Goddamnit. All the posts criticising the hurrah-optimistic moonbase arguments are not saying 'space exploration bad'. They're saying 'make a proper argument why it's worth it'. No ridiculous analogies to domestication or Columbus, no cherry-picked bits of data that are meaningless out of context, but at least a first approximation cost-benefit analysis that doesn't try to push an agenda but attempts to honestly figure out if there's any concrete point in doing it. And if the only reason is your concern about species survival or following the spirit of exploration, make it clear that that's what you're going for, instead of trying to paint it as somehow economically viable (without good reason).
By Jove.
It is economically viable, I just posted the reasoning not a few pages ago. Iridium alone would pay for the rocket, and a tidy profit could be turned on more mundane metals like Iron and Nickel as well, even if we ignore the rare-earth metals. This isn't speculation, this is reality. Those metals
are up there,
are in large quantities, and
are quite valuable, even ridiculously so in some cases. And we don't need future technology to go get them. There's no reason we need a human to go out and collect the asteroid, and we don't need more than a few humans to overwatch the extraction process in orbit or on the moon. We know how to do it, it's just a matter of convincing people like you who are, honestly, pessimistic to a silly degree about the prospects.

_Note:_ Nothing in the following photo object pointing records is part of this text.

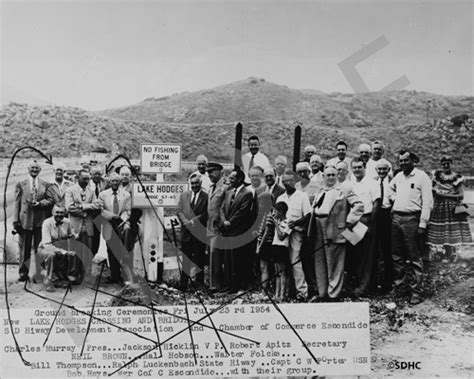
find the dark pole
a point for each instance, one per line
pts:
(238, 147)
(296, 147)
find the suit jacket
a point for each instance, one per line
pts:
(277, 191)
(214, 203)
(28, 216)
(58, 195)
(239, 213)
(198, 216)
(103, 185)
(82, 208)
(347, 208)
(107, 200)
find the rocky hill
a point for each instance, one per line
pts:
(203, 122)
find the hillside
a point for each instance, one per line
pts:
(204, 121)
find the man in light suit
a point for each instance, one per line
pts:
(82, 208)
(97, 185)
(333, 211)
(272, 186)
(216, 253)
(192, 213)
(116, 208)
(31, 207)
(236, 211)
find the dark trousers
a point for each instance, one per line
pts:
(234, 260)
(26, 239)
(363, 259)
(384, 267)
(407, 251)
(194, 251)
(308, 261)
(216, 264)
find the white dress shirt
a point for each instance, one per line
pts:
(412, 193)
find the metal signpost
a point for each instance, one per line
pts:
(157, 159)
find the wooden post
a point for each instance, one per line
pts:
(238, 147)
(296, 146)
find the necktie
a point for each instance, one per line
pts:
(232, 198)
(116, 207)
(320, 201)
(34, 190)
(381, 190)
(251, 162)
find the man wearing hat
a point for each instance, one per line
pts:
(309, 151)
(413, 200)
(216, 197)
(305, 184)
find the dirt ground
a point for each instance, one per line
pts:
(438, 333)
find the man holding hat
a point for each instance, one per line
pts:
(217, 191)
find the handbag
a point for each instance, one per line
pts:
(461, 210)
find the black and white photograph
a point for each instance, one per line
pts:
(236, 188)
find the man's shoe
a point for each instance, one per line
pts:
(415, 299)
(49, 287)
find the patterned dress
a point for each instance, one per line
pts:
(445, 228)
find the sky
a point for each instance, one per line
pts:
(106, 54)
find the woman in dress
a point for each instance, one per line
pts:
(446, 229)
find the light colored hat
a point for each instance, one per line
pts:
(303, 166)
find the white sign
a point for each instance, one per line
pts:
(160, 158)
(160, 194)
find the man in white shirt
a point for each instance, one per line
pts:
(201, 163)
(333, 211)
(280, 167)
(362, 256)
(384, 227)
(341, 149)
(377, 153)
(413, 200)
(299, 211)
(254, 157)
(57, 188)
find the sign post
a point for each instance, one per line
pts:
(157, 159)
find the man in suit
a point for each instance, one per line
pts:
(271, 185)
(333, 210)
(31, 207)
(362, 262)
(82, 208)
(280, 167)
(254, 157)
(384, 224)
(217, 191)
(55, 248)
(116, 208)
(96, 185)
(57, 188)
(192, 213)
(236, 211)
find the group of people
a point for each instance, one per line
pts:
(348, 226)
(65, 246)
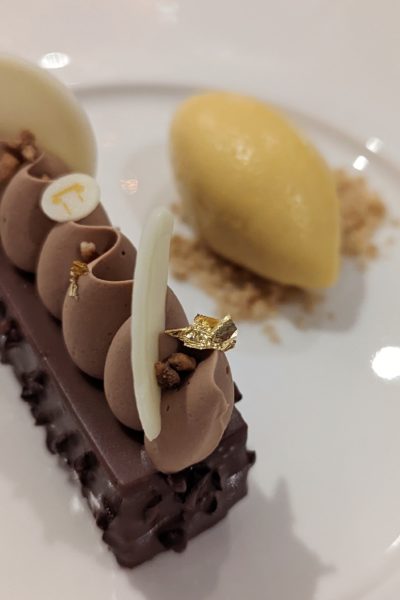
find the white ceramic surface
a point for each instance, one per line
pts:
(322, 519)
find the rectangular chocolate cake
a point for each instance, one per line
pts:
(140, 511)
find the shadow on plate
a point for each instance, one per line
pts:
(339, 307)
(254, 554)
(254, 550)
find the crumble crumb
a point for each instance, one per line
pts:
(15, 153)
(245, 295)
(362, 213)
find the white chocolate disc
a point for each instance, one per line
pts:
(70, 198)
(148, 315)
(33, 99)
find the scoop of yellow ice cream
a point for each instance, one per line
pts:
(258, 193)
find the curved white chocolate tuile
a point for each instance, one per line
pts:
(148, 315)
(70, 198)
(33, 99)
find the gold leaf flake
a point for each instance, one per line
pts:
(207, 333)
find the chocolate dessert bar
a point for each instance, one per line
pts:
(140, 510)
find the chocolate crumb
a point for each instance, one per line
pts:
(88, 251)
(28, 153)
(245, 295)
(167, 378)
(182, 362)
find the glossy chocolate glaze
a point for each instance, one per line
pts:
(141, 511)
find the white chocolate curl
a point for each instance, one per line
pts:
(70, 198)
(148, 315)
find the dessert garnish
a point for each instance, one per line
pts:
(169, 372)
(70, 198)
(88, 251)
(148, 316)
(16, 152)
(51, 112)
(207, 333)
(78, 268)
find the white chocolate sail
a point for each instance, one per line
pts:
(148, 315)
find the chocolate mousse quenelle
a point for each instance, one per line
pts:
(138, 402)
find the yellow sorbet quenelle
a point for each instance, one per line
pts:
(256, 190)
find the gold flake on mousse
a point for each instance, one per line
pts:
(207, 333)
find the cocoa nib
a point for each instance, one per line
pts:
(167, 372)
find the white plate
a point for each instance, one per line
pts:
(322, 519)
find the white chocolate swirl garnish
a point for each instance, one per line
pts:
(70, 198)
(148, 316)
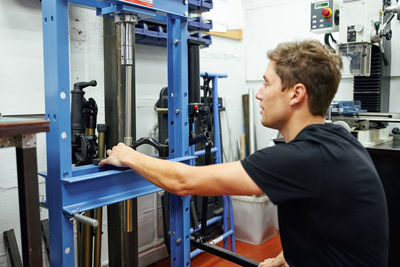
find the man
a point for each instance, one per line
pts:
(331, 203)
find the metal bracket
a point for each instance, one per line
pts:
(24, 141)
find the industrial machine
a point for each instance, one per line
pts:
(73, 191)
(364, 43)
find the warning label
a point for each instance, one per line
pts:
(148, 3)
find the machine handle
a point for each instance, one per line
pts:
(161, 148)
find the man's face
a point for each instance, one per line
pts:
(274, 102)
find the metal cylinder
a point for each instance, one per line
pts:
(101, 129)
(194, 72)
(98, 214)
(252, 137)
(127, 24)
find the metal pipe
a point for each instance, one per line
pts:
(251, 123)
(98, 214)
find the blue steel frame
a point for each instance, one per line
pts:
(75, 190)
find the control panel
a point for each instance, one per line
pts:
(324, 16)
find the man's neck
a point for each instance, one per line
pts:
(295, 125)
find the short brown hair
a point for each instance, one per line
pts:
(310, 63)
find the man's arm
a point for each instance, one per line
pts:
(182, 179)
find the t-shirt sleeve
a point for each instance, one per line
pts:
(286, 171)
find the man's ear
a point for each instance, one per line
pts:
(299, 93)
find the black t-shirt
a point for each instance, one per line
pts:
(331, 204)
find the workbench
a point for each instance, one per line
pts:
(21, 134)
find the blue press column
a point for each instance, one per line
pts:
(178, 132)
(57, 100)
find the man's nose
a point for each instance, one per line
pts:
(260, 93)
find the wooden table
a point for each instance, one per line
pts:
(21, 133)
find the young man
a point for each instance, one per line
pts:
(331, 203)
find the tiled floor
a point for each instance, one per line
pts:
(268, 249)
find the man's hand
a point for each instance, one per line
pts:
(278, 261)
(119, 154)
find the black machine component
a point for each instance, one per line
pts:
(372, 91)
(10, 242)
(83, 125)
(44, 228)
(201, 136)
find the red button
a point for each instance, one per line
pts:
(326, 12)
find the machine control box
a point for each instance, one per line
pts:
(324, 16)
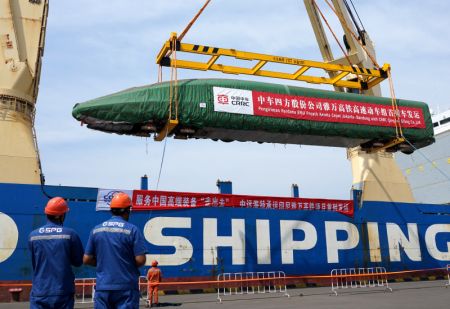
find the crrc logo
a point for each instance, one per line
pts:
(222, 99)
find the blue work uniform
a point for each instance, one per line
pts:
(115, 244)
(54, 250)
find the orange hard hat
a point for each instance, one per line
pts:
(120, 200)
(57, 206)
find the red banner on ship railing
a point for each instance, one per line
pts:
(166, 200)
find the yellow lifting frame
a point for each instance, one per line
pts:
(367, 77)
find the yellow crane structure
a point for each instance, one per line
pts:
(375, 173)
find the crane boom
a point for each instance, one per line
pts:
(22, 36)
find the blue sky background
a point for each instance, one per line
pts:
(94, 48)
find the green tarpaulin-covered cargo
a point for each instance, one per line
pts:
(229, 110)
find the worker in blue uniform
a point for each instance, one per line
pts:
(117, 248)
(54, 250)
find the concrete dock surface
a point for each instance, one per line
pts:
(405, 295)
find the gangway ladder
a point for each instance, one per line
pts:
(448, 276)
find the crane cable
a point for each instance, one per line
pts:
(344, 24)
(396, 111)
(173, 84)
(332, 32)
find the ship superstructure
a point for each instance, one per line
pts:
(428, 170)
(197, 243)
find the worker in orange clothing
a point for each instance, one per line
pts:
(154, 277)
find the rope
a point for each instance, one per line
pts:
(193, 20)
(396, 112)
(397, 122)
(332, 32)
(360, 21)
(162, 161)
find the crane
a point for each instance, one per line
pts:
(375, 173)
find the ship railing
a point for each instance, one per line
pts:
(251, 283)
(448, 276)
(344, 278)
(84, 290)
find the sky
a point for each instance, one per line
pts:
(95, 48)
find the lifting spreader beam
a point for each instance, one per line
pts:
(367, 78)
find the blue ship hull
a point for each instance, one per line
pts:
(398, 236)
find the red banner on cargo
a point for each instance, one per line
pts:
(166, 200)
(333, 110)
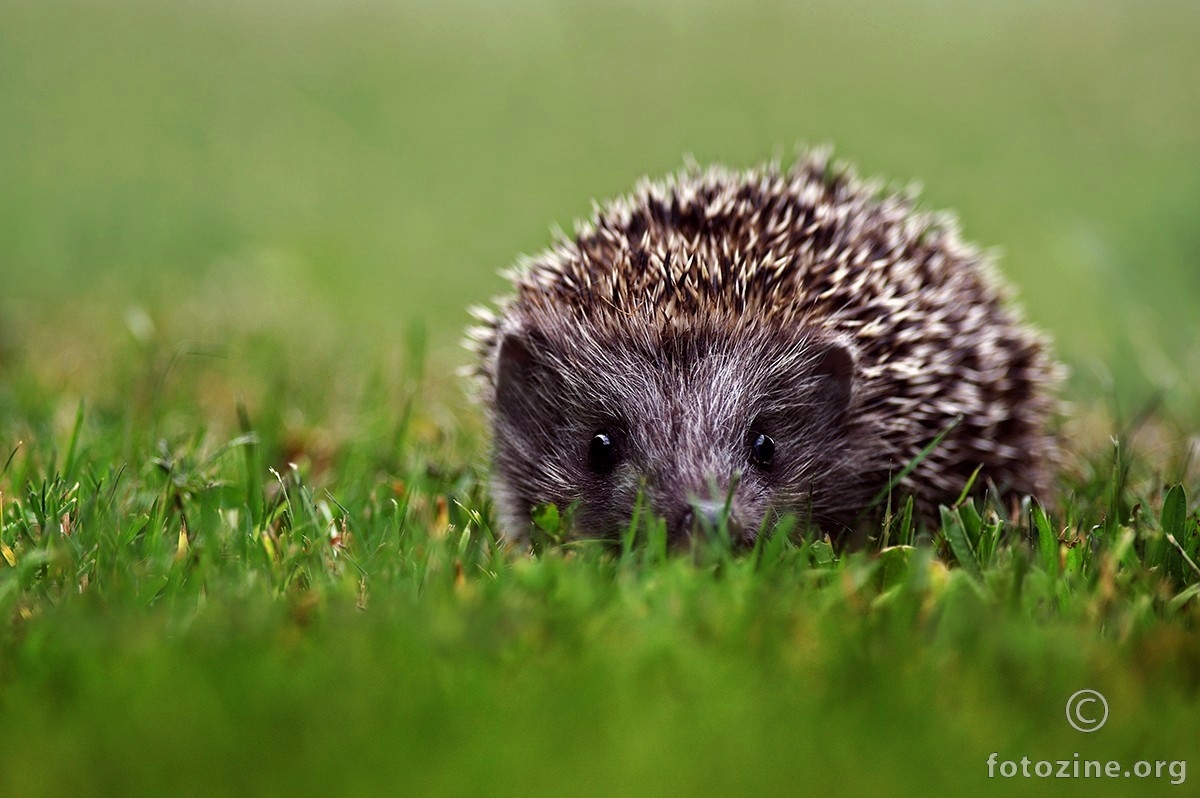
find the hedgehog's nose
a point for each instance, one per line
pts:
(703, 517)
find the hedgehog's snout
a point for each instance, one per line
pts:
(701, 519)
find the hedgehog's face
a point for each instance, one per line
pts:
(712, 431)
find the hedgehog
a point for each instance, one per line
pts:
(730, 348)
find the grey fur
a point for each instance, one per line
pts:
(809, 306)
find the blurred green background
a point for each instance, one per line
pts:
(342, 171)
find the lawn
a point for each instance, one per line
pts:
(246, 544)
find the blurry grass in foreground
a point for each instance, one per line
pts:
(315, 601)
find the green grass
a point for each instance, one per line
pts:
(245, 537)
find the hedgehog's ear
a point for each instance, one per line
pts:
(834, 364)
(525, 379)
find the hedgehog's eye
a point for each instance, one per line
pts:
(601, 453)
(762, 449)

Again, there are actual, known quantities of this stuff. We've been looking at the make-up of asteroids for a long while, we know they're high in Iridium, Iron, and other metals. We know how to get them into orbit, albeit quite slowly with modern techniques. And we know that producing our rockets in space would lower costs
significantly. I mean, metal is heavier than water, and water costs a lot to bring up to space. You can't argue that it wouldn't be cheaper to build our rockets up there, mine our water up there, and just focus on the humans and the food and the occasional part - all of which would make space mining even more profitable.
You're acting like the costs are unknown, but if we're honest, they aren't. They're just really expensive
right now; and we
know that once we put the money into it the costs will only decrease.